Ainda no ofício direcionado ao STF, o General Marcis Gualberto se coloca "à disposição deste ilustre Tribunal para os esclarecimentos adicionais que se fizerem necessários".
O Diário do Nordeste acionou o Exército brasileiro para saber o motivo do novo adiamento e quais as etapas do trabalho pericial foram cumpridos até o momento. Quando houver resposta, essa reportagem será atualizada.
Pertencimento de moradores 'é fundamental'
A Procuradoria Geral do Governo do Ceará (PGE-CE) representa o Estado no processo de litígio territorial com o vizinho Piauí. Em nota ao Diário do Nordeste, a pasta reforçou que vem baseando a defesa tanto na "análise técnica de documentos e mapas históricos que comprovam a posse do território ao Ceará" como em "aspectos relacionados à cultura e ao pertencimento da população que habita os municípios envolvidos na disputa".
"O Ceará reafirma, ainda, que essa defesa dos direitos do Estado e dos cearenses abrange a análise técnica de documentos geográficos, cartográficos e históricos e é fortalecida pela questão do pertencimento dos moradores da região em disputa. Este aspecto é fundamental para a solução mais justa desse litígio, considerando ser inquestionável o fato de a região há séculos ser habitada por cearenses que lá compartilham sua história e sua cultura", pontua o texto.
Segundo estudo apresentado pelo Governo do Ceará em fevereiro deste ano, quase 9 em cada 10 pessoas — somando percentual de 87,5% — que vivem na área em disputa, declaram preferência por pertencer ao Ceará, caso seja preciso escolher.
A PGE-CE foi a responsável por pedir a inclusão da análise de itens relativos à dimensão social e cultural na perícia realizada pelo Exército.
Em julho do ano passado, a equipe responsável pelos estudos territoriais apresentou os critérios do Serviço Geográfico do Exército para a perícia.

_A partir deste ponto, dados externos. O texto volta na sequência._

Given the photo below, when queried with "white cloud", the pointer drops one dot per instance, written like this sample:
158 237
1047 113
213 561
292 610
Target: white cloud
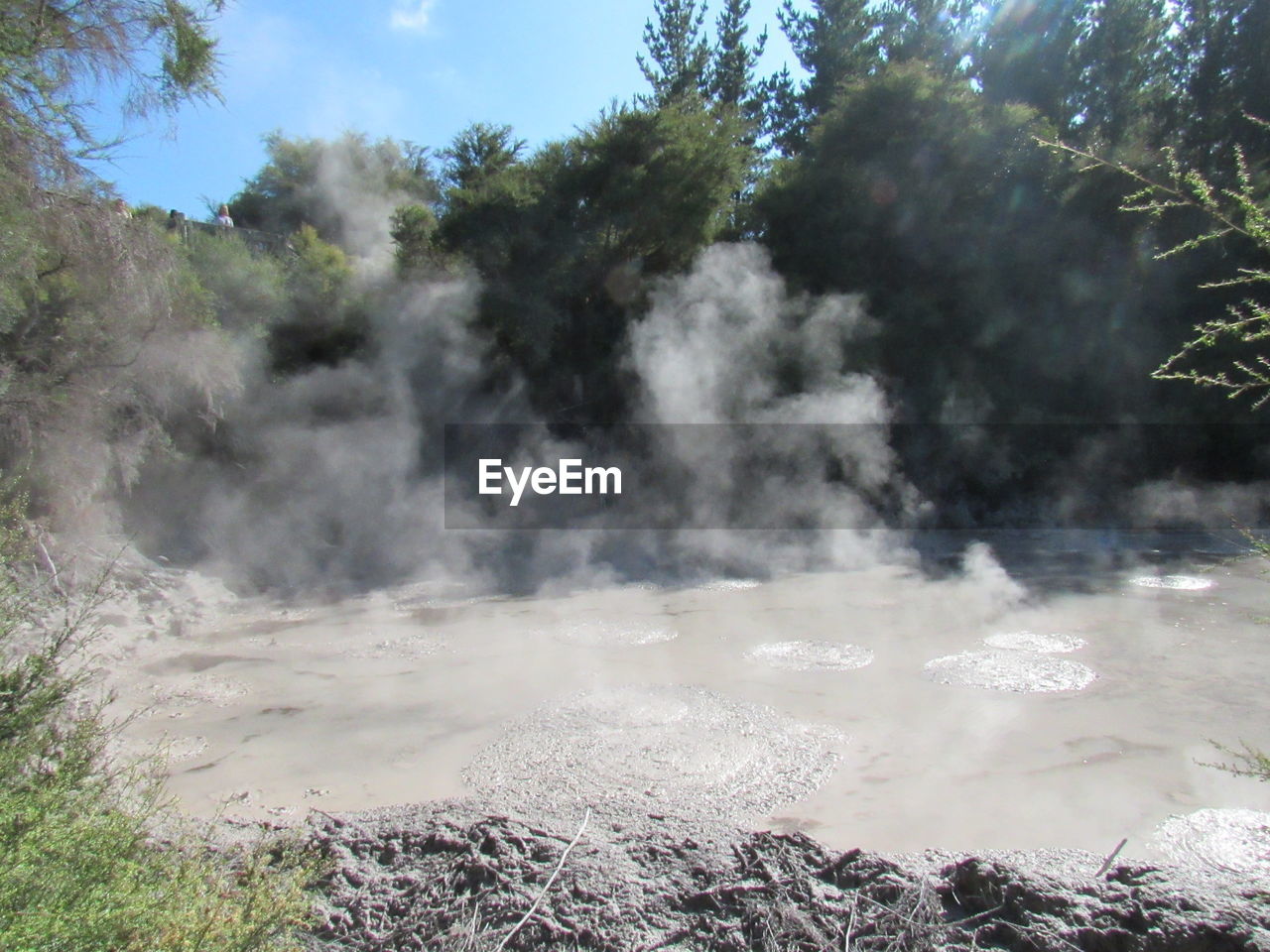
412 16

Os principais insumos a serem estudados seriam: documentos históricos, leis de criação municipais, mapas e cartas da região, produtos obtidos por sensoriamento remoto (imagens georreferenciadas, modelos digitais de elevação e vetores de hidrografia).
Quanto à análise dos dados coletados, foram listados como insumos as cartas topográficas e mapas históricos, memoriais descritivos, elementos fisiográficos e bacias hidrográficas, dados do último Censo Demográfico do Instituto Brasileiro de Geografia e Estatística (IBGE).
Para realizar esse estudo, a perícia foi dividida em quatro fases. O planejamento, o imageamento (geração de imagens georreferenciadas) e coleta de dados, a análise de dados históricos e a geração de produtos periciais.
Perdas para o Ceará
O Piauí reivindica um território de quase 3 mil quilômetros quadrados, perpassando 13 municípios cearenses. A cidade mais atingida é Poranga, que pode perder 66,3% do território atual.
As demais cidades cearenses envolvidas e respectivas áreas pleiteadas no litígio são: Croatá (32,4%), Tianguá (20,9%), Guaraciaba do Norte (19,7%), Ipueiras (19,2%), Carnaubal (16,7%), Ubajara (15,8%), Ibiapina (14,5%), São Benedito (13,5%), Ipaporanga (7,7%), Crateús (6,1%), Viçosa do Ceará (5,7%) e Granja (1,7%).
Além disso, equipamentos como escolas, unidades de saúde, torres eólicas, Unidades de Conservação (UCs), assentamentos rurais e quilombolas, terras indígenas e sítios arqueológicos somam 383 bens pertencentes ao Ceará, mas localizados no trecho em disputa.
Além disso, estão localizados nesta área mais de 1 mil estabelecimentos de produtores rurais, segundo mapeamento do Instituto de Pesquisa e Estratégia Econômica do Estado (Ipece).
O setor de energia também seria impactado. Caso haja uma decisão favorável ao Piauí, o Ceará pode perder até 45 parques de energia eólica para o estado vizinho — somando 291 instaladas neste perímetro.